EPiC: Elvis Presley in Concert
Vu
11 avril 2026 – À domicile
Année
2026
Réalisation
Baz Luhrmann
Durée
97′
Distribution
Universal Pictures & Neon
La résurrection sensorielle du King – Célébration flamboyante d’une icône éternelle
Baz Luhrmann poursuit son exploration fascinée de la figure d’Elvis Presley avec EPiC: Elvis Presley in Concert, un objet hybride à la croisée du documentaire et du film de concert, qui cherche moins à analyser son sujet qu’à le faire revivre dans toute sa puissance sensorielle.
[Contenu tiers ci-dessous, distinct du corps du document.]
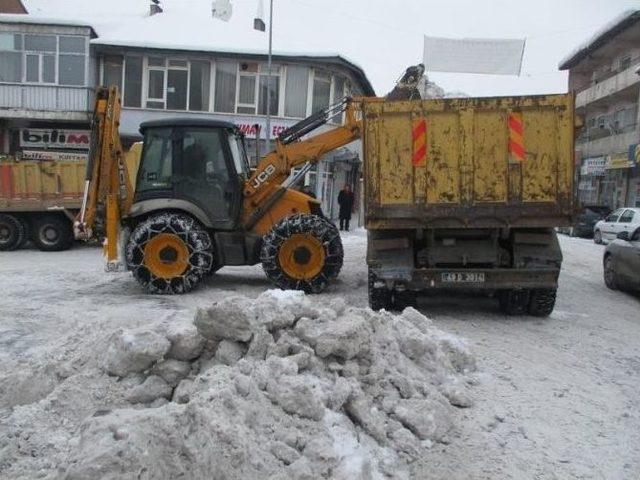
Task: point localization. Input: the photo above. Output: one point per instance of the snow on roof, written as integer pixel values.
(605, 33)
(189, 27)
(22, 18)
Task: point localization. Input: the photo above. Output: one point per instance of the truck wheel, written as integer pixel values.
(514, 302)
(169, 253)
(379, 298)
(52, 233)
(542, 302)
(302, 252)
(402, 300)
(12, 232)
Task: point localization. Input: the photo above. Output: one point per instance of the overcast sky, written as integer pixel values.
(385, 36)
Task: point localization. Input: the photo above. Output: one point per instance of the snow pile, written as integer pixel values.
(277, 387)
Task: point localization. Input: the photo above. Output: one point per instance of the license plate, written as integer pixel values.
(463, 277)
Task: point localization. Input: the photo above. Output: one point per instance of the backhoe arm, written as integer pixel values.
(291, 152)
(108, 193)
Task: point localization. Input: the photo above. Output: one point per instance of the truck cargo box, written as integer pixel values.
(469, 162)
(32, 185)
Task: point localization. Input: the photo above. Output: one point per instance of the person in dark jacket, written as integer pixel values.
(345, 200)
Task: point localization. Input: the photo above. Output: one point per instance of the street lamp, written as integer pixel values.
(258, 24)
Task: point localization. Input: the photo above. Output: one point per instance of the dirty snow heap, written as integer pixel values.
(276, 387)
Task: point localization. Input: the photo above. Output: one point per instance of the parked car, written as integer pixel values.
(621, 220)
(586, 220)
(622, 261)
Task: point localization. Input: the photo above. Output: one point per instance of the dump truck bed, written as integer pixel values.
(31, 185)
(469, 162)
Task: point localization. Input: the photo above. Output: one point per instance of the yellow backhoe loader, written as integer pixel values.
(197, 206)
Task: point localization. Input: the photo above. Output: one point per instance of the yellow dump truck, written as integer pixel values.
(39, 199)
(464, 194)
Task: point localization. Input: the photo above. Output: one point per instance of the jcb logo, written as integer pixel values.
(264, 175)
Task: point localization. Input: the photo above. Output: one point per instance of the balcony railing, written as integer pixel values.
(45, 98)
(608, 84)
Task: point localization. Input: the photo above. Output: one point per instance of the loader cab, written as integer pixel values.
(194, 165)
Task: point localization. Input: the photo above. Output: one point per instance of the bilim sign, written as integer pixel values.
(54, 138)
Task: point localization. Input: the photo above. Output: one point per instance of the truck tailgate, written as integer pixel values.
(469, 162)
(31, 185)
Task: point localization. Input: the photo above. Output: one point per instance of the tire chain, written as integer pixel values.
(189, 231)
(320, 228)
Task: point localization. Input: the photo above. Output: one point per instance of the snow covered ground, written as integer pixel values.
(555, 398)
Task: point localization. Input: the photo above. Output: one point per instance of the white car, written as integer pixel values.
(621, 220)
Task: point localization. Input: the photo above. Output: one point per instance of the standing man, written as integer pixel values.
(345, 200)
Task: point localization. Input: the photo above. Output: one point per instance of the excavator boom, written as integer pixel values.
(108, 193)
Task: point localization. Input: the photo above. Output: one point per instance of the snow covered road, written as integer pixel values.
(556, 398)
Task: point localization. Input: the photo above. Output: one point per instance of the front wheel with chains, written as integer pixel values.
(302, 252)
(169, 253)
Construit à partir d’archives restaurées et d’images inédites, le film s’impose d’emblée comme une expérience immersive, presque physique, où la présence scénique du King traverse les décennies avec une intensité troublante.
Dès ses premières minutes, le montage virtuose replonge dans l’ascension fulgurante d’Elvis, avant de se concentrer sur sa période Las Vegas, longtemps caricaturée mais ici réévaluée comme un moment de pleine maîtrise artistique. Le chanteur n’y apparaît ni comme une relique kitsch ni comme une icône figée, mais comme un performeur incandescent, porté par une voix d’une richesse inouïe et un sens du rythme qui confine à l’évidence. Chaque morceau semble redécouvert, chaque geste chargé d’une énergie brute, comme si le temps n’avait aucune prise sur lui.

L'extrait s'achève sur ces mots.